実際の発災時により近い想定で行う防災訓練の充実をはじめ、災害対策本部を設置する市役所本庁舎の機能整備、災害情報の伝達手法、避難住民の受け入れ体制、ボランティアや支援物資などの受援体制、災害廃棄物処理、仮設住宅供給など、近年各地で発生した大規模災害に学びつつ、災害対応力の強化充実を迅速に進める。
また、内水氾濫の原因となっている主要河川の河床上昇に対し、管理者である県が実施する浚渫や護岸補強事業と連携して対策を進めるなど、ハード面の災害対策と強靭化についても進めていく。
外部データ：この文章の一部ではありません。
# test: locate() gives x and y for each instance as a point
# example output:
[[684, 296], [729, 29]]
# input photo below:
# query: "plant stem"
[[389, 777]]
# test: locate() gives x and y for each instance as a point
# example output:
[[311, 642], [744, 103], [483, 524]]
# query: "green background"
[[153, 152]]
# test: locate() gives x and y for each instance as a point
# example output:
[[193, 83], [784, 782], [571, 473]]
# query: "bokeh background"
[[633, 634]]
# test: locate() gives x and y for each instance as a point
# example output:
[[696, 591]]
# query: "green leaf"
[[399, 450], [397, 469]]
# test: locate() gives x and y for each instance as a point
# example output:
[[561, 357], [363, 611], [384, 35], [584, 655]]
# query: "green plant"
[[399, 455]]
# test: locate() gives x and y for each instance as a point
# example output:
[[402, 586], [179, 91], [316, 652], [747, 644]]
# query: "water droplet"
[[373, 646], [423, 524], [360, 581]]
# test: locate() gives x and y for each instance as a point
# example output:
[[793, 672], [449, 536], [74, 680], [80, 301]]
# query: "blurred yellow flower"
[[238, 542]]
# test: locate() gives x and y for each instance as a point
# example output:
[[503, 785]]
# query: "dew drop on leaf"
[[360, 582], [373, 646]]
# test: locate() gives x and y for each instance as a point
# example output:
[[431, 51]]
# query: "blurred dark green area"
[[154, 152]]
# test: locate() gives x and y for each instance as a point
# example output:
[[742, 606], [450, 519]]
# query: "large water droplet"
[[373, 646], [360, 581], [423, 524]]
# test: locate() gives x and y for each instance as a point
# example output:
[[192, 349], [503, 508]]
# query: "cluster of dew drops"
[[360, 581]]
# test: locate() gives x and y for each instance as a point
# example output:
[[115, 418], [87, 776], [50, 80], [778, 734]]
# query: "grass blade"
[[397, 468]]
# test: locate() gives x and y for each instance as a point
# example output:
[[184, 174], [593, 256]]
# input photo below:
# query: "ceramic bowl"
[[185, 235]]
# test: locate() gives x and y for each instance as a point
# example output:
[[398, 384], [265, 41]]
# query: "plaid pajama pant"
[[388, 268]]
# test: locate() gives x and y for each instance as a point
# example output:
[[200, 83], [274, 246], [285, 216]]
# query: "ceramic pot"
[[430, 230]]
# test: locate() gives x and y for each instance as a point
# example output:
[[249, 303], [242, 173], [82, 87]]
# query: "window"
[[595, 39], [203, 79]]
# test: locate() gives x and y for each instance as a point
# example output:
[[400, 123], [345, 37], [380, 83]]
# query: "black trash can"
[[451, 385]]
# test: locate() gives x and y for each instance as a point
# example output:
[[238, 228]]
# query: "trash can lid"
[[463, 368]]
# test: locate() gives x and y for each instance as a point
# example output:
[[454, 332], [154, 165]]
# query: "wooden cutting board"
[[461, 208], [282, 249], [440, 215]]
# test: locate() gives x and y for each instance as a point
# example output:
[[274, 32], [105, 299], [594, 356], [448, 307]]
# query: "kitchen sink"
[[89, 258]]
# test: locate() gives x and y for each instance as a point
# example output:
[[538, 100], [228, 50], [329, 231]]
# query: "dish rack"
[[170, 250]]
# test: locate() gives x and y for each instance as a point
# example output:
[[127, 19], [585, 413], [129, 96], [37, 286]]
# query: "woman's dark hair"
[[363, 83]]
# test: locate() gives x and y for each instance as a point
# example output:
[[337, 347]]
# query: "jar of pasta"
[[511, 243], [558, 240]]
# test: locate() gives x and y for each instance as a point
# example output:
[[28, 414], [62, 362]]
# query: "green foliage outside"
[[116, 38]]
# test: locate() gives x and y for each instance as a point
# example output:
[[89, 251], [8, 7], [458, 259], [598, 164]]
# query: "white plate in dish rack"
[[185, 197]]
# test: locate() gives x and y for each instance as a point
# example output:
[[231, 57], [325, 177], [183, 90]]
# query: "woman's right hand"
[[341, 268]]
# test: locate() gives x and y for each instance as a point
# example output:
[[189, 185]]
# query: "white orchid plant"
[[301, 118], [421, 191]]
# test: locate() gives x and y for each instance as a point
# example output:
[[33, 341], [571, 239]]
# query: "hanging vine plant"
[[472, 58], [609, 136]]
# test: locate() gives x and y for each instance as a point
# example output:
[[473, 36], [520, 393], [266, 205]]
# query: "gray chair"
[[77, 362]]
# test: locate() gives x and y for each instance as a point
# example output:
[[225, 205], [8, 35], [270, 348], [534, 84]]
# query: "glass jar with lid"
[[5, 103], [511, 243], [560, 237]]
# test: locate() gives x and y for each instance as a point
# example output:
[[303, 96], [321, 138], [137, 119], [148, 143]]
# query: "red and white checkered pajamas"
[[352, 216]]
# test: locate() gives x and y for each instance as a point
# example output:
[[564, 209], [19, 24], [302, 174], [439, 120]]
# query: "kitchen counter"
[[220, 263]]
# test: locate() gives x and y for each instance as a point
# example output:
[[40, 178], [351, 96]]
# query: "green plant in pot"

人口減少・少子高齢化が進み、同時に様々な社会課題が難しさを増していく時代においては、それらを解決するための「人の力」が、今以上に高まっていかなければならない。
未来を担う子どもたちに対しては、学校での教科学習だけでなく、地域の様々な人たちの力を借りながら、社会課題についての学び、職業体験、郷土愛を育む文化交流など、地域総ぐるみでの学びの場を充実させていく必要がある。
働く世代の市民に対しては、現在の仕事や家事だけでなく、自らが関心を持つテーマについていつでも学ぶことができ(リカレント教育)、それを実生活や社会において活かせるような機会を地域の中で増やしていくことが望ましい。
現役を退いたシニア世代に対しては、第2の人生を豊かで実り多いものとするための学び直しや、社会貢献にもつながる生涯現役の活躍の場が求められる。
こうした、様々なライフステージに応じた学びの場づくり、それを通じた「人の力」の涵養を、「おだわら市民学校」などを通じてより一層進めていく。
市民の健康の増進は、健やかで明るい市民生活に欠かせない要素である。また、医療費・介護費が抑制されれば、国民健康保険や介護保険、扶助費への支出が減り、さらなるサービスの拡充に用いることもできるなど、その推進は極めて重要である。
その際、ウォーキングやランニングなど既に定着しつつある手軽な運動はもとより、ラグビーW杯やオリンピック・パラリンピックを通じて機運の盛り上がったスポーツの振興を通じ、スポーツ人口を増やしていくことが望ましい。
スポーツに取り組む市民が増えることは、健康増進だけでなく、市民活力の向上、地域におけるコミュニケーションの活発化、多世代交流など様々な価値を生むものであり、これまで以上に積極的に推進していく。また、そのための場所や施設の確保についても検討を行う。
地域社会における諸課題への市としての対応要請は増えているものの、税収の伸び悩みなどにより職員の増員が難しい中、各種情報技術を取り入れて業務改善を図ることは、業務効率の向上のみならず働き方改革の視点からも、自治体経営の中でますます重要性を増している。また、国民生活や経済活動のデジタル化に伴い、市役所の各種業務や手続き等におけるデジタル化の推進も不可避である。
AI、RPA、各種デジタル技術などの導入を積極的に進める体制を整え、費用対効果が高く実施可能なものから随時導入を進めていく。